By Toyin Akinosho
Equatorial Guinea’s first nine months of 2014 have been that of declining production, to go by the latest activity map published by the country’s Ministry of Mines, Industry and Energy. Condensate output in the Punta Europa gas plant fell to 37,000BPD in the third quarter of 2014, from 42,000BPD average in 2013; Average production in Alen by the fourth quarter of 2014 was 1,000BCPD short of 2013 average of 26,000BCPD; the Okume oil complex in the Rio Muni Basin delivered 42,000BOPD on average so far in 2014, down from 44,000BOPD average for all of 2013; and the Aseng field output fell to 41,000BOPD on average so far in 2014, compared with 43,000BOPD in 2013. In effect, the country’s hydrocarbon output continues its decline path from 2013 (see chart).
But Equatorial Guinea is still not a push over in the West African upstream market.
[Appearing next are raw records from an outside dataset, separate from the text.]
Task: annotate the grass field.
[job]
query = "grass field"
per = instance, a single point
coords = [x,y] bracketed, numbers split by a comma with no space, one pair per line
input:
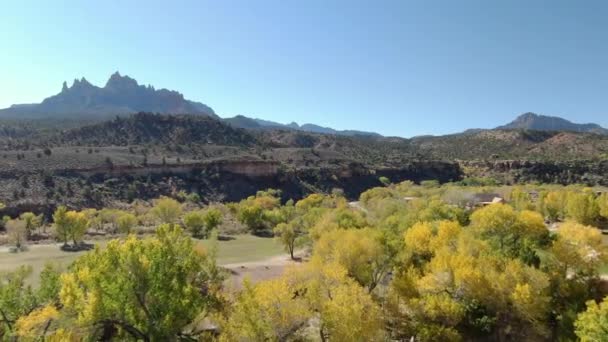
[239,248]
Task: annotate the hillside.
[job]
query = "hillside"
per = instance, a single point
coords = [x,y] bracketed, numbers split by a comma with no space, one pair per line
[146,128]
[120,95]
[513,144]
[531,121]
[241,121]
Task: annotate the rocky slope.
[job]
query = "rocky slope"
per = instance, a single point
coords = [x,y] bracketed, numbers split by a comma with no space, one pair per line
[531,121]
[120,95]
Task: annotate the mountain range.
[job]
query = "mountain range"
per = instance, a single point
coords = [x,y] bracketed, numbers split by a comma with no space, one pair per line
[536,122]
[120,95]
[241,121]
[123,95]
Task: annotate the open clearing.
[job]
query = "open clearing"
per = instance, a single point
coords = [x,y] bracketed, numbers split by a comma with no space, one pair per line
[231,250]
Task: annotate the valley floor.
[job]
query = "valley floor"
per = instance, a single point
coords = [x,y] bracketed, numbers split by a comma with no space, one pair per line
[243,255]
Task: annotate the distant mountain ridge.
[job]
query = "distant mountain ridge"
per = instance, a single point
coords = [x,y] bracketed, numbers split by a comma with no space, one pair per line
[536,122]
[241,121]
[120,95]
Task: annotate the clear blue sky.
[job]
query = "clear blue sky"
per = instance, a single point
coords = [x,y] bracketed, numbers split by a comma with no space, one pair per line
[396,67]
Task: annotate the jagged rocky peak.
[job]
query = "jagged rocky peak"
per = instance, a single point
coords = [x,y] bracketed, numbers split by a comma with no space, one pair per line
[116,81]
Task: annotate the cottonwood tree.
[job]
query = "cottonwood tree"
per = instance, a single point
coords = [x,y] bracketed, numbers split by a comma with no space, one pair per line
[17,233]
[70,225]
[592,324]
[126,222]
[167,210]
[146,289]
[195,223]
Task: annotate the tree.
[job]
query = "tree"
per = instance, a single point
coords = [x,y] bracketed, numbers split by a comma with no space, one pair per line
[212,218]
[554,205]
[515,234]
[276,310]
[16,298]
[582,207]
[384,180]
[61,223]
[346,311]
[269,311]
[253,216]
[78,224]
[146,289]
[359,252]
[520,199]
[602,203]
[195,223]
[289,235]
[32,222]
[592,325]
[70,225]
[17,233]
[167,210]
[254,211]
[126,222]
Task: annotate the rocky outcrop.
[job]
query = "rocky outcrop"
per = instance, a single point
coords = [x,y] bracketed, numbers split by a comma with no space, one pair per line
[223,180]
[589,172]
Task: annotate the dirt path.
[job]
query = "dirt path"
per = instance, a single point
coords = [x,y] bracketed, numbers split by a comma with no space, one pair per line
[257,271]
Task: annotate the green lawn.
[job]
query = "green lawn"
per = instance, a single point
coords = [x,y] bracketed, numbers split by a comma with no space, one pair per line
[242,248]
[245,248]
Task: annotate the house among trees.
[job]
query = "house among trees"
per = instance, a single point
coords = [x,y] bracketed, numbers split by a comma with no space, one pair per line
[483,199]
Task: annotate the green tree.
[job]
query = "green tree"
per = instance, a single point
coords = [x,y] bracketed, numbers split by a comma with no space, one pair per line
[148,289]
[290,235]
[602,204]
[16,299]
[32,222]
[70,225]
[167,210]
[582,207]
[212,219]
[17,233]
[126,222]
[195,223]
[592,325]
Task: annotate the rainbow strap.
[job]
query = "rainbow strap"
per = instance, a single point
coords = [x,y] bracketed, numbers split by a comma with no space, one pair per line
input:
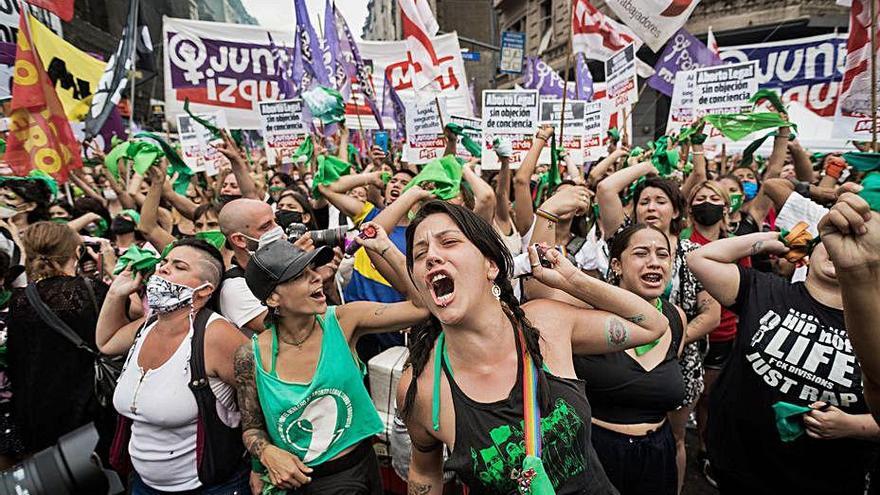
[531,410]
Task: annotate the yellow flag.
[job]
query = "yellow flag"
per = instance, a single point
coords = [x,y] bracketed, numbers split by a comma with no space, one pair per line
[76,73]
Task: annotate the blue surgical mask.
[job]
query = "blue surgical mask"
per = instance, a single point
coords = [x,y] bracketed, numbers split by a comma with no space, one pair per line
[750,189]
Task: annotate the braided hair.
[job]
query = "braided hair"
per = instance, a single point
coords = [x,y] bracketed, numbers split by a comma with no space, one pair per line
[424,335]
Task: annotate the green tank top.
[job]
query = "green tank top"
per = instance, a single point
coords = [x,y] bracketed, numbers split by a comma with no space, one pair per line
[318,420]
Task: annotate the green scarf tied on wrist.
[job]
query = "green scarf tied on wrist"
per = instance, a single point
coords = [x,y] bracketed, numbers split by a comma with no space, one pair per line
[469,144]
[176,165]
[444,173]
[736,126]
[789,420]
[139,260]
[330,169]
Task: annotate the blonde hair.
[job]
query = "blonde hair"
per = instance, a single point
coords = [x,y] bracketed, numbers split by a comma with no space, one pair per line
[48,246]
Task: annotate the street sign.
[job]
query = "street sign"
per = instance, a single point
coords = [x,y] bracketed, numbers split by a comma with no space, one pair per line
[513,45]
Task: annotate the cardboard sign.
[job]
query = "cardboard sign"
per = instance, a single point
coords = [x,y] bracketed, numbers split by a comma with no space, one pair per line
[512,115]
[283,128]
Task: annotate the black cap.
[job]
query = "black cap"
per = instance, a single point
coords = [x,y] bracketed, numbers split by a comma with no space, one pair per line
[278,262]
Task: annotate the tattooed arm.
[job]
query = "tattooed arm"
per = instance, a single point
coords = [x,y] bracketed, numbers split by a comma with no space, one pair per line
[715,263]
[285,469]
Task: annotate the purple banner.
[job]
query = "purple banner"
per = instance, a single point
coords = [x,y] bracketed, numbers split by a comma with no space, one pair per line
[683,52]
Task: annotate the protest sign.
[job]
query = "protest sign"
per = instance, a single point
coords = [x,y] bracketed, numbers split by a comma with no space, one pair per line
[283,128]
[424,130]
[512,115]
[472,129]
[572,135]
[195,140]
[724,88]
[683,52]
[620,78]
[594,131]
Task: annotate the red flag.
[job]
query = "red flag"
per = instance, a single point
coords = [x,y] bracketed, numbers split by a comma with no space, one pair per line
[61,8]
[39,134]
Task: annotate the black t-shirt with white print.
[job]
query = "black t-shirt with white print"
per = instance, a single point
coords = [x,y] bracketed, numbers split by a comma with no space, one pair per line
[790,348]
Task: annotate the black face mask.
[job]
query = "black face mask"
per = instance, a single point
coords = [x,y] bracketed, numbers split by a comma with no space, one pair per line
[707,213]
[121,225]
[285,217]
[225,198]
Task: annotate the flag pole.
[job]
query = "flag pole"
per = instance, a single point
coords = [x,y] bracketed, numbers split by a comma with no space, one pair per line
[132,72]
[873,75]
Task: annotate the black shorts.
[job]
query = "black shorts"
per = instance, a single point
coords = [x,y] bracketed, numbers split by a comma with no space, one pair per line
[718,354]
[638,464]
[355,473]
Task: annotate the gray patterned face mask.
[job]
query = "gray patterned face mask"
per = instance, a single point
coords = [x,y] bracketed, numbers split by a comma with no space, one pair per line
[164,296]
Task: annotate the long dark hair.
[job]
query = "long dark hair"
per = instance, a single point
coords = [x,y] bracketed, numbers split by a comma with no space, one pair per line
[486,239]
[672,191]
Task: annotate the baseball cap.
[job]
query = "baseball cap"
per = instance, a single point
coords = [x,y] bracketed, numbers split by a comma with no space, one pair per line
[279,261]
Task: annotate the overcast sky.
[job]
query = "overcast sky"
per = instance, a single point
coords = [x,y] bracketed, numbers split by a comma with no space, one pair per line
[278,14]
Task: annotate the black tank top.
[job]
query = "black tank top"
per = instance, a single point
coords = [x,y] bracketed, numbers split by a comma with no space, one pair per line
[489,442]
[620,389]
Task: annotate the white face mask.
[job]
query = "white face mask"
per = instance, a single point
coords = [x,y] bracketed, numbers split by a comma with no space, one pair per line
[7,212]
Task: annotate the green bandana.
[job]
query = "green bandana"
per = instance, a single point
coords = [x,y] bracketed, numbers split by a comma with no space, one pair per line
[330,169]
[789,420]
[212,237]
[644,349]
[771,96]
[862,161]
[736,202]
[469,144]
[739,125]
[871,190]
[325,104]
[175,162]
[444,173]
[141,261]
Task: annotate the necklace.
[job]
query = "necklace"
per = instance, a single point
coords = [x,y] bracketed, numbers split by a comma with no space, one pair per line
[299,343]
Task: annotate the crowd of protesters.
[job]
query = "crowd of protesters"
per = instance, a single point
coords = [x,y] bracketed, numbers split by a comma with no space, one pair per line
[565,324]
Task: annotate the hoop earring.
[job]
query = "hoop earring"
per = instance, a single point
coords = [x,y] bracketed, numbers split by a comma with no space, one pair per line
[496,291]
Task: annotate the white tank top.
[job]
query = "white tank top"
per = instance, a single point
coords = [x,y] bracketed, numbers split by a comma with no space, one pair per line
[163,411]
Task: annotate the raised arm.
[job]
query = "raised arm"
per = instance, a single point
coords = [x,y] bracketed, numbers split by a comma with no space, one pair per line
[484,196]
[620,321]
[715,264]
[611,212]
[114,334]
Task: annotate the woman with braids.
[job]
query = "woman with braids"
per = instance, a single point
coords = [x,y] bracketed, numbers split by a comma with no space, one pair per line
[471,398]
[658,202]
[307,417]
[632,391]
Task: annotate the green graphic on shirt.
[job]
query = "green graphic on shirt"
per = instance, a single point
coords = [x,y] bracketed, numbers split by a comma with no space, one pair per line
[563,455]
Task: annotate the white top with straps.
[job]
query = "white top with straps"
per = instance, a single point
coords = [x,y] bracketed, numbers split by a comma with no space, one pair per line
[163,411]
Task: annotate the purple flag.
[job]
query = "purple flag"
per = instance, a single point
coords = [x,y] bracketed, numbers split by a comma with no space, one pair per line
[584,78]
[355,67]
[332,54]
[310,47]
[540,76]
[682,52]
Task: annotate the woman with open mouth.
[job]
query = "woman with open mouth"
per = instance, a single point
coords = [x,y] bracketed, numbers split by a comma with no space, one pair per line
[488,365]
[658,202]
[307,417]
[632,391]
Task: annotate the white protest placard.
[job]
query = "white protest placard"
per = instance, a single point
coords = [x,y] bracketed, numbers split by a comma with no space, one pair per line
[472,129]
[508,114]
[283,128]
[621,78]
[724,88]
[681,110]
[594,131]
[572,135]
[424,130]
[195,140]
The Noble Energy operated Carla field targets first production in early 2016. In Diega field, where five well bores have encountered oil and gas, an aggressive appraisal drilling is on schedule. London listed Ophir claims it has encountered 3.4Tcf in Block R and has proposed a 3MMTPA Floating LNG, which it hopes will get investment sanction in the first quarter of 2016.